Serangan yang melibatkan sekitar 50 jet tempur itu disebut menghantam lebih dari 100 titik strategis. Skala dan kecepatan operasi militer tersebut memperlihatkan intensitas konflik yang belum mereda, meskipun sebelumnya diumumkan adanya gencatan senjata sementara antara Iran dan Amerika Serikat. Jeda perang yang diharapkan menjadi pintu masuk diplomasi kini justru dibayangi ketegangan baru di kawasan.
Ketua parlemen Iran, Mohammed Bager Qalibaf, menilai kondisi saat ini masih jauh dari stabil. Ia menegaskan bahwa serangan Israel terhadap Lebanon—yang juga menyasar kelompok Hizbullah sekutu Iran—merupakan pelanggaran terhadap semangat gencatan senjata. Menurutnya, tuntutan Amerika Serikat agar Iran menghentikan program nuklirnya juga menunjukkan bahwa kesepakatan belum berada pada titik kompromi.
Pernyataan ini kontras dengan klaim dari pihak Amerika Serikat dan Israel. Pemerintahan Donald Trump menyebut bahwa Iran telah bersedia menghentikan pengayaan uranium sebagai bagian dari kesepakatan awal. Bahkan, Washington mengklaim akan bekerja sama dengan Teheran untuk memindahkan cadangan material nuklir yang dimiliki Iran. Namun, Iran membantah interpretasi tersebut dan menegaskan haknya untuk tetap melanjutkan program nuklir dalam batas tertentu.
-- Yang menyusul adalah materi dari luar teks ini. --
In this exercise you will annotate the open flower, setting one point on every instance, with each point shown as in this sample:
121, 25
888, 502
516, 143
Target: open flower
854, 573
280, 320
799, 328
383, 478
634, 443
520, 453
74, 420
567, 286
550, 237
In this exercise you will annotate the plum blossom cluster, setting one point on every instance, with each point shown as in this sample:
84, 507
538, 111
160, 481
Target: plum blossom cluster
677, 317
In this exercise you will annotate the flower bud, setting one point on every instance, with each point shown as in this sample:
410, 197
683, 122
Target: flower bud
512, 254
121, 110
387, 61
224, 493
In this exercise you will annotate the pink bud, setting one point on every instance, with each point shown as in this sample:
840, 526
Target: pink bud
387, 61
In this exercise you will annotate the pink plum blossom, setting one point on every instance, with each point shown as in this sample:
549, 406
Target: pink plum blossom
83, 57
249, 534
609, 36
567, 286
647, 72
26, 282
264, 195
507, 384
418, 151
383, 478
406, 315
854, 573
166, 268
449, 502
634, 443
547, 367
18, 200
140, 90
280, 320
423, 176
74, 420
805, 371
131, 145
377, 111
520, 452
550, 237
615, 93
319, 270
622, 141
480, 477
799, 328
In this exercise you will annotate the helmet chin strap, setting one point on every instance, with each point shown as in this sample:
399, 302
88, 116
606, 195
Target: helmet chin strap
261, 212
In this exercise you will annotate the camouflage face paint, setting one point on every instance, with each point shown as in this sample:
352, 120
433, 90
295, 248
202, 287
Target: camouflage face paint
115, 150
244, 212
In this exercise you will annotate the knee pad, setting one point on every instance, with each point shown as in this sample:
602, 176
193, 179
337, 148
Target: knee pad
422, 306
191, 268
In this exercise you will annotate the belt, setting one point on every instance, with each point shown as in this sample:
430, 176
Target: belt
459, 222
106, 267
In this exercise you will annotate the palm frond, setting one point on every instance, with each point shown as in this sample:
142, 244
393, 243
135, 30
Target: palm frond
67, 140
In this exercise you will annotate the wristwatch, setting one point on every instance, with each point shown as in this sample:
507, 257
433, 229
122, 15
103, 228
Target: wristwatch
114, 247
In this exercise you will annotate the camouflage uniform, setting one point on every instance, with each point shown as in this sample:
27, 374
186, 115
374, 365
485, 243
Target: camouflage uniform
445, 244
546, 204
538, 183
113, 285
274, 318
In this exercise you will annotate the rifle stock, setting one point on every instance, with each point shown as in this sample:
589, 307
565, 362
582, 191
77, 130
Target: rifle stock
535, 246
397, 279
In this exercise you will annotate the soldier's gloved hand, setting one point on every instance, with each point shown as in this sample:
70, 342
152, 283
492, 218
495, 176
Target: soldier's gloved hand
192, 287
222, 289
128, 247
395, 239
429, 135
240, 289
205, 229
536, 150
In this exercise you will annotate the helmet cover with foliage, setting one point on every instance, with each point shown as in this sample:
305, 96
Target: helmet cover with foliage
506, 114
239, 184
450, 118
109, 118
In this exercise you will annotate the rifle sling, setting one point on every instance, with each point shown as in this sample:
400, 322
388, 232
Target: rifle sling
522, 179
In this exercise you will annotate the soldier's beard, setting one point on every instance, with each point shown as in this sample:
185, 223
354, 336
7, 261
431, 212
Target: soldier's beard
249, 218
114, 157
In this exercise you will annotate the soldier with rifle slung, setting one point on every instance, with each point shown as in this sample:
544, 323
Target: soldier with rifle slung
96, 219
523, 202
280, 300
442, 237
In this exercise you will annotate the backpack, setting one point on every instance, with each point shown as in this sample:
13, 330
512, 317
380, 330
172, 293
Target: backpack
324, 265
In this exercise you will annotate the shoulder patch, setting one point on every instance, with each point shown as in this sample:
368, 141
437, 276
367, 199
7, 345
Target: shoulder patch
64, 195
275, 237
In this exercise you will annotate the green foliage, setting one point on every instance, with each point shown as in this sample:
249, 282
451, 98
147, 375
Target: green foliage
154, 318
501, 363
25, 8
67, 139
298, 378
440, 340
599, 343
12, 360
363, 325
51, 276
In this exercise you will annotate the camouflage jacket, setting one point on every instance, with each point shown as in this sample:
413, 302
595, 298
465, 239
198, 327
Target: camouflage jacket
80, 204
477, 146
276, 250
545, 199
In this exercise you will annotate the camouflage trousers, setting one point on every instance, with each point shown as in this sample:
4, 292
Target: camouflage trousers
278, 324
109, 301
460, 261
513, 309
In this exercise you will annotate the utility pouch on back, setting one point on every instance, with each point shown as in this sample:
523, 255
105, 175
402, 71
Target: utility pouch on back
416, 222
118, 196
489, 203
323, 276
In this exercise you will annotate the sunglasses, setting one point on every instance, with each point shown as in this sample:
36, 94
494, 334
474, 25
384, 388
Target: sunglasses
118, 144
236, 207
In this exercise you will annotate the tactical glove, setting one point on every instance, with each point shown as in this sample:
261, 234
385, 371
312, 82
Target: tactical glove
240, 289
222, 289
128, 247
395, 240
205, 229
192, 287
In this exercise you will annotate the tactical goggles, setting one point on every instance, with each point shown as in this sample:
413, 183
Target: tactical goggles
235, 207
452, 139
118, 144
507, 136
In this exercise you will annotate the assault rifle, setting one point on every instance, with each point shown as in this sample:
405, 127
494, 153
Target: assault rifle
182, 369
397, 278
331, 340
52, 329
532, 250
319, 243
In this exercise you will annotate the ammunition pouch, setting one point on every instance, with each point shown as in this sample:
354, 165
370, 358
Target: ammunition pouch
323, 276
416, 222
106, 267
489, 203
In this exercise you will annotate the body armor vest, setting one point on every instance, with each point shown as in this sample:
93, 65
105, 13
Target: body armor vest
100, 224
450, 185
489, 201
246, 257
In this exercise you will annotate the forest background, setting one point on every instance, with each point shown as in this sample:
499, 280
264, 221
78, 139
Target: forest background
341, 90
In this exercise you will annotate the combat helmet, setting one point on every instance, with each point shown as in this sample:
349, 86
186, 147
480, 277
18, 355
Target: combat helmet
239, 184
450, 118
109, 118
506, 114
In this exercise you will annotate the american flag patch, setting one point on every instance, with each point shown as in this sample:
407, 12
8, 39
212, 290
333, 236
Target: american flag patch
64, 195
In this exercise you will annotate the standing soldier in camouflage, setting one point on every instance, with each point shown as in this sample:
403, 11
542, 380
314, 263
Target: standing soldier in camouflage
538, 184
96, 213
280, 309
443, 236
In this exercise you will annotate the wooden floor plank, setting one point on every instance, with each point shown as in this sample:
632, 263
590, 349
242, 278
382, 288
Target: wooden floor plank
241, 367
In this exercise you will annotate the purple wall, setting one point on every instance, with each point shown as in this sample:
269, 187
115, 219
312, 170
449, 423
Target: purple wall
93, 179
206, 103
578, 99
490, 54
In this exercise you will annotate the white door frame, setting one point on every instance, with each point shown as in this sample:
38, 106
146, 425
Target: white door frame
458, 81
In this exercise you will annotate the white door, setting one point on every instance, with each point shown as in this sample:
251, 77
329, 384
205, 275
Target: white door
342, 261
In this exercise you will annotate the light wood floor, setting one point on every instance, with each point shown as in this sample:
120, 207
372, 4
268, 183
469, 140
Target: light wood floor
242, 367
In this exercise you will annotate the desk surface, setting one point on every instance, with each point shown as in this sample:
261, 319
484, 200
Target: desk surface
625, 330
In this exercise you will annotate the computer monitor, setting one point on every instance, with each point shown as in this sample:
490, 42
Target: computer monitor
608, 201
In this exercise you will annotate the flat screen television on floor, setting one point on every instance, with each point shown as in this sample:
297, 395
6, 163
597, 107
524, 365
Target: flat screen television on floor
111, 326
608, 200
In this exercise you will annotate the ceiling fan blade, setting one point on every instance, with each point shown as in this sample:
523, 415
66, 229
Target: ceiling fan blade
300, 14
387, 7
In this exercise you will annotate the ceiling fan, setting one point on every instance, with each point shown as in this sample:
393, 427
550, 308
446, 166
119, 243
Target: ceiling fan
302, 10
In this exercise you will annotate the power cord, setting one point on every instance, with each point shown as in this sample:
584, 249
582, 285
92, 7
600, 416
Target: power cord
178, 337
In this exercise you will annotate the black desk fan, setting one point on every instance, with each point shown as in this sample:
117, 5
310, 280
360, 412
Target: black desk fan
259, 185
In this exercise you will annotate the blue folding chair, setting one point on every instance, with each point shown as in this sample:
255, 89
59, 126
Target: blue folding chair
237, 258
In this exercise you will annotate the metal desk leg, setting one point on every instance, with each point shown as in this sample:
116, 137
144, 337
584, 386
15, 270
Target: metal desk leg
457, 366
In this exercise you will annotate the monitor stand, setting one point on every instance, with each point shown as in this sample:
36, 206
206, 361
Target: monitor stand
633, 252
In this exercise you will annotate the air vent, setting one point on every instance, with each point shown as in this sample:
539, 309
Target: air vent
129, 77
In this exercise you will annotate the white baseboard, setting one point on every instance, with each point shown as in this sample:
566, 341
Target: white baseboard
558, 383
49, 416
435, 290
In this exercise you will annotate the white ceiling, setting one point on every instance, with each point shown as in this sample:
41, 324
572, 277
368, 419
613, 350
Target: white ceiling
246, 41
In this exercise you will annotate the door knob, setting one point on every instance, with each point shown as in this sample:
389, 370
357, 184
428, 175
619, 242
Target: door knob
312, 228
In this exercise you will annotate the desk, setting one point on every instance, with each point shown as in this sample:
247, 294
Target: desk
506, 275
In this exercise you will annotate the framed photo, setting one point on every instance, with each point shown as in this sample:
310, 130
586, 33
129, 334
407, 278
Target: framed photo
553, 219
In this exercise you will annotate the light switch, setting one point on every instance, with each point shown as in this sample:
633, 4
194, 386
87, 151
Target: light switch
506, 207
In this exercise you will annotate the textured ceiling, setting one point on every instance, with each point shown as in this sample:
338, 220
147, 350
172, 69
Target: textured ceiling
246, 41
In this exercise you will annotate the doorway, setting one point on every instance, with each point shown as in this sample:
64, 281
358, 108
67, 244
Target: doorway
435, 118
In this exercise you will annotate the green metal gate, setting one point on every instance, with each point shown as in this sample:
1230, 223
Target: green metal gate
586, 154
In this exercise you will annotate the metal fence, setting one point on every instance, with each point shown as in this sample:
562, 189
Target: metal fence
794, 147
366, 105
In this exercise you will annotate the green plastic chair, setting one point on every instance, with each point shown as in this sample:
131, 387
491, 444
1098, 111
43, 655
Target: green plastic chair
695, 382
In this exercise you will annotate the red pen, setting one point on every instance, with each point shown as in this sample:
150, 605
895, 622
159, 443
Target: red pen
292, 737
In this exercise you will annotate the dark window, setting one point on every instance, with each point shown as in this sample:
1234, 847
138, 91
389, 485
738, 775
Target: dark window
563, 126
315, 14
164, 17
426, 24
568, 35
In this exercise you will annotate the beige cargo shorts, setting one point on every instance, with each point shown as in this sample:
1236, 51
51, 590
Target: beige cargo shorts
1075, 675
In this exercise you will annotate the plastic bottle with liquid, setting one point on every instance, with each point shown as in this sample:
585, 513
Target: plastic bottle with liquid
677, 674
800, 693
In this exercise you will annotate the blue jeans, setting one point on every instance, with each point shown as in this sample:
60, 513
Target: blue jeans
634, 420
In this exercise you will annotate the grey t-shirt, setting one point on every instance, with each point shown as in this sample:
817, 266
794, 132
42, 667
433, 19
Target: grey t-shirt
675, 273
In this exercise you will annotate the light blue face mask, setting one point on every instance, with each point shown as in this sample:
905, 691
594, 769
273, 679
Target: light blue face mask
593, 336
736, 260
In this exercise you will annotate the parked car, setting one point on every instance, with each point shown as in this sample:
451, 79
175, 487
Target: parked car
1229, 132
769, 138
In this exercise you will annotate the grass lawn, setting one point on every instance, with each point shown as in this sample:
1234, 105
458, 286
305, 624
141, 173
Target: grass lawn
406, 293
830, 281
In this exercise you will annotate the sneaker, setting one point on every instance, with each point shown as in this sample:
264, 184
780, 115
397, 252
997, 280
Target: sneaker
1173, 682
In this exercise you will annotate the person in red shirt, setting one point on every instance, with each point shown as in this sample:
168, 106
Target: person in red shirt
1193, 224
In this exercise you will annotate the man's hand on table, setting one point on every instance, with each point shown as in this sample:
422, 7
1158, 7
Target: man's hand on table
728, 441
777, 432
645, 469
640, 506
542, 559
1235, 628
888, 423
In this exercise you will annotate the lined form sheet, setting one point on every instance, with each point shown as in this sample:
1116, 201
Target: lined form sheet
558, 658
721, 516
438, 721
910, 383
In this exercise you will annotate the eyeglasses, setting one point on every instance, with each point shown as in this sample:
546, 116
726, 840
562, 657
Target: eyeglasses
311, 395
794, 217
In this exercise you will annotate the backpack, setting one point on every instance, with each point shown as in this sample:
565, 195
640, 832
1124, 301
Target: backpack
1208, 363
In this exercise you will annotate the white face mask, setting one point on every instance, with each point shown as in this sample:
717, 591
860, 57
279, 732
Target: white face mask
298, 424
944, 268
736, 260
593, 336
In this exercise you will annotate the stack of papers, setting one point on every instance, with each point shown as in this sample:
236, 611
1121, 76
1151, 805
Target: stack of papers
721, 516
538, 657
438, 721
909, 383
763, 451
Perbedaan tafsir ini semakin memperlebar jurang ketidakpercayaan. Wakil Presiden AS, JD Vance, menyatakan bahwa Iran keliru memahami cakupan gencatan senjata. Menurutnya, kesepakatan jeda perang tidak mencakup Lebanon, sehingga operasi militer Israel di wilayah tersebut tetap dianggap sah oleh sekutunya.
Sementara itu, Perdana Menteri Israel Benjamin Netanyahu menegaskan bahwa serangan akan terus berlanjut. Ia bahkan menyatakan bahwa Israel siap kembali ke medan perang kapan saja jika diperlukan. Pernyataan tersebut mempertegas bahwa opsi militer masih menjadi prioritas utama di tengah kebuntuan diplomasi.
Di Lebanon, dampak serangan sangat terasa. Dinas pertahanan sipil melaporkan sedikitnya 254 orang tewas, dengan korban terbanyak berada di ibu kota Beirut. Banyak warga mengaku tidak menerima peringatan evakuasi sebelum serangan terjadi, berbeda dengan pola sebelumnya. Situasi ini memicu kepanikan dan memperburuk kondisi kemanusiaan di wilayah tersebut.
Di sisi lain, Iran juga meningkatkan tekanan dengan melancarkan serangan ke fasilitas energi di kawasan Teluk. Sejumlah negara seperti Arab Saudi, Kuwait, Bahrain, dan Uni Emirat Arab dilaporkan menjadi sasaran rudal dan drone. Serangan ini disebut sebagai balasan atas serangan terhadap kilang minyak Iran di Pulau Lavan.
Ketegangan juga merembet ke jalur perdagangan global. Selat Hormuz—jalur vital distribusi energi dunia—masih ditutup bagi kapal tanpa izin, memicu kekhawatiran terhadap stabilitas pasokan minyak. Meski demikian, beberapa kapal kargo masih terlihat melintas dengan pengawasan ketat.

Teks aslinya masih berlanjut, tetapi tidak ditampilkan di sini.